本発明は分光分析や光計測、光通信等の分野において使用される透過型回折格子に関する。
単位幅あたりの溝本数がN、幅がWの回折格子において、波長λの光のm次回折光の回折角度がθ'のとき、この回折格子の分解能λ/Δλは次式で表される。
λ/Δλ=mNW
また、角分散Δθ'/Δλは次の式で表される。
Δθ'/Δλ=mN/cosθ'
回折格子の分解能や角分散が大きければ大きいほど、分析機器または測定機器としての精度や感度が向上する。また光学系も小型にすることができる。そのため、回折格子における分解能と角分散はより大きい方が望ましい。
分解能と角分散を大きくするためには、前述の式から、回折次数mが高い回折光を利用する方法と、回折格子の溝本数を増やす方法とが考えられる。
しかし、高次数の回折光を利用すると次のような問題がある。一般的に高次数の回折光は低次数の回折光よりも回折効率が低い。特に一般の透過型回折格子においてはその傾向が顕著であり、通常は±1次光を利用する場合がほとんどである。
さらに、高次回折光を使用するとフリースペクトルレンジによる帯域制限が発生する。回折次数mの回折光を波長λからλ'で使用する場合、回折光の重なりを防ぐためには以下の条件を満足していなければならない。
λ'−λ ≦ λ/m (λ<λ')
上記のような帯域制限は、多波長または広波長域での回折格子の使用に対し、大きな妨げとなる。これらの帯域制限はフィルタや複数の検出器等を用いることで回避することができるが(例えば、非特許文献1参照)、光のエネルギー損失が大きくなったり構成が複雑になったりするという問題がある。そのため、溝本数を増やして分解能および分散を大きくする方法がより簡便で有利である。
吉原邦夫著、「物理光学」、共立出版株式会社、1966年、p.111
しかしながら分解能や分散を大きくするために溝本数を多くし、溝の周期を小さくすると、回折効率の偏光依存が大きくなったり、エネルギーの利用効率が下がったりする傾向があることが知られている。

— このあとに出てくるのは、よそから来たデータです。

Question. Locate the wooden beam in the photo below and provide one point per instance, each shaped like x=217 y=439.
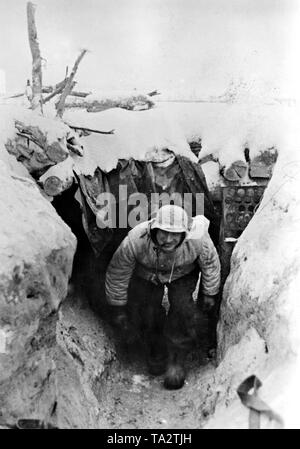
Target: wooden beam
x=36 y=101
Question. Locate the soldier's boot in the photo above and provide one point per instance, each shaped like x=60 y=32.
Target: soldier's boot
x=176 y=371
x=156 y=357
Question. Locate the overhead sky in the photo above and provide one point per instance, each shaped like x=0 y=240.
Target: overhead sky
x=155 y=44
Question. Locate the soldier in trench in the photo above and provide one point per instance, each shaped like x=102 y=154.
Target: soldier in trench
x=168 y=250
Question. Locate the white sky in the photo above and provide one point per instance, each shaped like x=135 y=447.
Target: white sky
x=149 y=44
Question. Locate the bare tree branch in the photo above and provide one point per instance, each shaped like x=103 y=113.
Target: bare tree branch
x=91 y=130
x=57 y=91
x=69 y=85
x=36 y=58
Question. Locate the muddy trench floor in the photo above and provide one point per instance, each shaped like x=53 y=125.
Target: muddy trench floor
x=132 y=398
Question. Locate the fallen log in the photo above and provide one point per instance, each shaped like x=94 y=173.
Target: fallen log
x=58 y=89
x=98 y=102
x=89 y=130
x=69 y=85
x=261 y=166
x=235 y=172
x=58 y=178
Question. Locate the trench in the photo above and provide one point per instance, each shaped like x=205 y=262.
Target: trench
x=128 y=396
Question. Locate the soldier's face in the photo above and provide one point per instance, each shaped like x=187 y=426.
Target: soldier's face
x=168 y=241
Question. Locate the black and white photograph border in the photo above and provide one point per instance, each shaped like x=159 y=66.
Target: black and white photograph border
x=149 y=216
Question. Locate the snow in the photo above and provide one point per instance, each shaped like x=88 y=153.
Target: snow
x=136 y=135
x=226 y=130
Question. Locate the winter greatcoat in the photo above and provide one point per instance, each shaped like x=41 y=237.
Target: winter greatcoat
x=138 y=254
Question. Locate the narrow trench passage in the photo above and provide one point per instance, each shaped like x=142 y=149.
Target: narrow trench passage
x=128 y=396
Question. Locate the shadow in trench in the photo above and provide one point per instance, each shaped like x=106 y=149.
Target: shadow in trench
x=88 y=281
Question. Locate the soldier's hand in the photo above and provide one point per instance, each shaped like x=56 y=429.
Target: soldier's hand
x=208 y=302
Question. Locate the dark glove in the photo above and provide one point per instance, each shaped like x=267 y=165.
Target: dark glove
x=119 y=318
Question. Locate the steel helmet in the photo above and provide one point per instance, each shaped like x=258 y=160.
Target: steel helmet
x=171 y=218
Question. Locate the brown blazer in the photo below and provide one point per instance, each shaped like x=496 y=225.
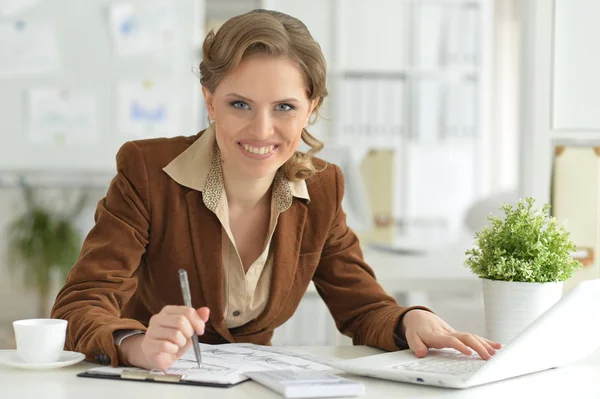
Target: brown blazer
x=148 y=226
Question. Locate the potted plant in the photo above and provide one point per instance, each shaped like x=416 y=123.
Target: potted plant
x=523 y=260
x=43 y=244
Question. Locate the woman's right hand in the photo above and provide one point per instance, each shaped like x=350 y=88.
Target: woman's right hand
x=167 y=338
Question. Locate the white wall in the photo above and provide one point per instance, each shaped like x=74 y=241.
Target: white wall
x=561 y=86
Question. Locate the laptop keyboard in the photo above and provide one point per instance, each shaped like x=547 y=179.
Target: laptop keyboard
x=444 y=363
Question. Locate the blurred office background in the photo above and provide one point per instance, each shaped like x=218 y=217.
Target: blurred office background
x=439 y=111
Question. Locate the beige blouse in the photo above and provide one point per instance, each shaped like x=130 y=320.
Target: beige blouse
x=199 y=167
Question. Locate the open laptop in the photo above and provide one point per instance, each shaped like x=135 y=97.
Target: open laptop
x=565 y=333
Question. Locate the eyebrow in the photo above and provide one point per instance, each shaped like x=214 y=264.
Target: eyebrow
x=246 y=99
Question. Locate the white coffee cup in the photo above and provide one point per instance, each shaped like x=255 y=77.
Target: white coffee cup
x=40 y=340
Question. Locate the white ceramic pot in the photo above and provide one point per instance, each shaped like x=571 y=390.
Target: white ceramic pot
x=511 y=306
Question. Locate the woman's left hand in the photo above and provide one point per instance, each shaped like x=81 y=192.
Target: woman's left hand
x=426 y=330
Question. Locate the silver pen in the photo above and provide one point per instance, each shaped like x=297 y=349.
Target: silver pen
x=187 y=301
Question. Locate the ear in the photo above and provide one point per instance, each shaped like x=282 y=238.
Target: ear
x=209 y=101
x=311 y=108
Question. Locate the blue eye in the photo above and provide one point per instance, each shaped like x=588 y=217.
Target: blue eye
x=285 y=107
x=240 y=105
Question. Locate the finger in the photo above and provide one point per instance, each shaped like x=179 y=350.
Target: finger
x=495 y=345
x=450 y=341
x=168 y=334
x=491 y=350
x=473 y=341
x=191 y=314
x=204 y=313
x=178 y=322
x=416 y=344
x=158 y=346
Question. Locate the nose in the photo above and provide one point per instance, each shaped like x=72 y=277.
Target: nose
x=263 y=125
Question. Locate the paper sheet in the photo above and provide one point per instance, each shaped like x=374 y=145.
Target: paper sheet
x=148 y=109
x=139 y=28
x=27 y=48
x=62 y=116
x=226 y=364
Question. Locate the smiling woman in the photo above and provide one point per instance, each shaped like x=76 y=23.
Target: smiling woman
x=249 y=217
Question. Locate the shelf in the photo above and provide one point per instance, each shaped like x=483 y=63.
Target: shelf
x=412 y=73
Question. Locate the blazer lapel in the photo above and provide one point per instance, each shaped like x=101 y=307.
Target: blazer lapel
x=286 y=250
x=205 y=230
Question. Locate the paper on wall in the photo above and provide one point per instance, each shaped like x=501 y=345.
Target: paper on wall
x=62 y=116
x=139 y=28
x=28 y=48
x=9 y=8
x=147 y=109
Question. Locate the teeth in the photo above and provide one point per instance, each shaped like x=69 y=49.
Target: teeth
x=259 y=150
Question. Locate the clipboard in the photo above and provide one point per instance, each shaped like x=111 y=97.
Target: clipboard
x=154 y=376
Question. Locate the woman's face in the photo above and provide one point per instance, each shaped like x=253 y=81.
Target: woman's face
x=259 y=109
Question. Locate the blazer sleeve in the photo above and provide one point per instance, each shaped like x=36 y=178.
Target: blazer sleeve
x=360 y=307
x=105 y=276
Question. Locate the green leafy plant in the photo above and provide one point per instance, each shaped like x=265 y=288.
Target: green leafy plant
x=42 y=243
x=528 y=245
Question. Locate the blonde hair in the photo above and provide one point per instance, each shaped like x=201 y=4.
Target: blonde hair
x=275 y=34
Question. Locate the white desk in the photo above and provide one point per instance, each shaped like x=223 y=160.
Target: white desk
x=577 y=381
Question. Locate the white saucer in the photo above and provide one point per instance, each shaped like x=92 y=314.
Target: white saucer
x=11 y=358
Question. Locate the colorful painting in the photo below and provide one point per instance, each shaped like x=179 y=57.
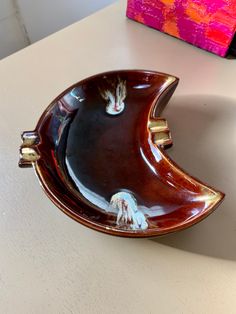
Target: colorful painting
x=210 y=25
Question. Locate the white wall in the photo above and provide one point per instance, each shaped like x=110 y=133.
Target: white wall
x=12 y=37
x=43 y=17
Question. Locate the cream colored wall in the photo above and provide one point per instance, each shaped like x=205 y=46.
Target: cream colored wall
x=12 y=36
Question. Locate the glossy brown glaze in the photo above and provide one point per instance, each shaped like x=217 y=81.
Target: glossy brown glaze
x=98 y=152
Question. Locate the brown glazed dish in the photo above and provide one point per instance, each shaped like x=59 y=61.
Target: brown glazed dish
x=98 y=151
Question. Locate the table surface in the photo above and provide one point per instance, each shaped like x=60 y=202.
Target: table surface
x=51 y=264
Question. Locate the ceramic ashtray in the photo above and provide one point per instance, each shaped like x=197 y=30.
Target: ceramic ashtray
x=98 y=151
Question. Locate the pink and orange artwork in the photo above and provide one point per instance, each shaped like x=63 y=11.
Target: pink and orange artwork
x=210 y=25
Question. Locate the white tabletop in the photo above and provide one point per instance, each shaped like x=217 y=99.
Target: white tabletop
x=50 y=263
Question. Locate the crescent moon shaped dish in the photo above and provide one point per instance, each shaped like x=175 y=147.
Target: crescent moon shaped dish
x=98 y=151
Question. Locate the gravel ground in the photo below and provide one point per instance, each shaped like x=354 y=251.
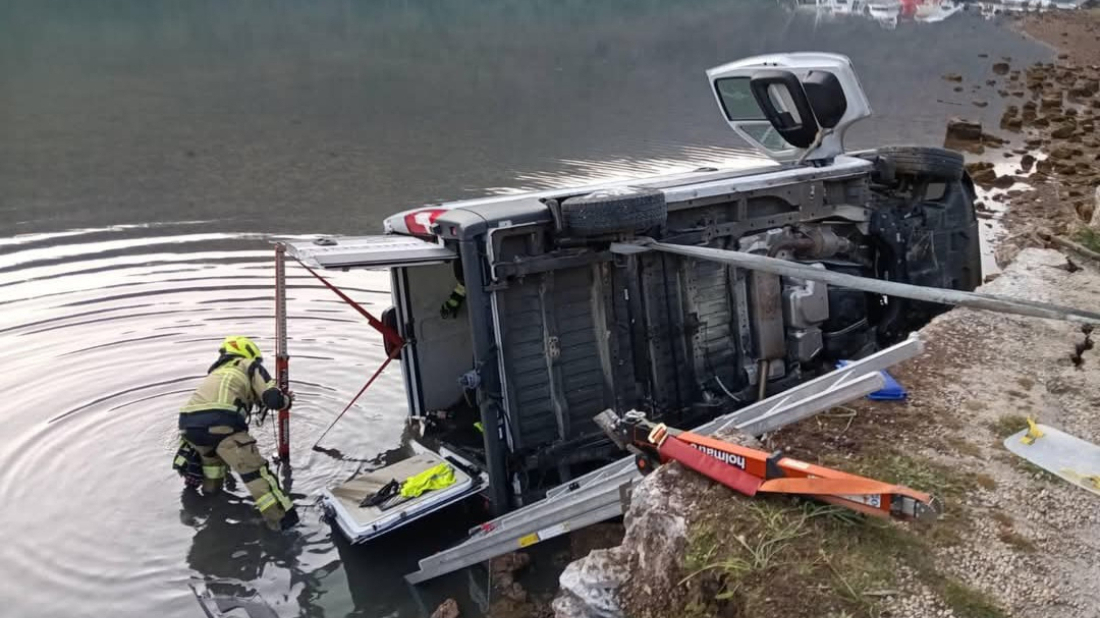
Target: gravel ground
x=1034 y=544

また、広い波長域で高い回折効率を安定して得ることも難しい。これらの傾向は特に溝の周期aと波長λを同程度または溝の周期aを波長λ以下にすると、顕著に現れる。
本発明は、このような問題点を解決するためになされたもので、溝の周期が小さく分解能と分散が大きい場合であっても、広い波長域で偏光依存損失が小さくかつ高い回折効率が得られる透過型回折格子を提供することを目的とする。
本発明においては、使用する波長域で透明な基板の片面に、使用する波長域で透明な複数の平行なリッジを設け、このリッジ間に一定周期aで平行な溝を形成した透過型回折格子を対象とする。この透過型回折格子の溝の形成された面から光を入射し、溝の形成されていない基板面から回折光を取り出すとき、溝の周期aを、使用する波長域の中心波長をλcとして、0.51〜2.16λcの範囲とする。溝の周期は、望ましくは0.51λc〜1.48λcの範囲であり、0.51λc〜1.1λcの範囲であればより好ましい。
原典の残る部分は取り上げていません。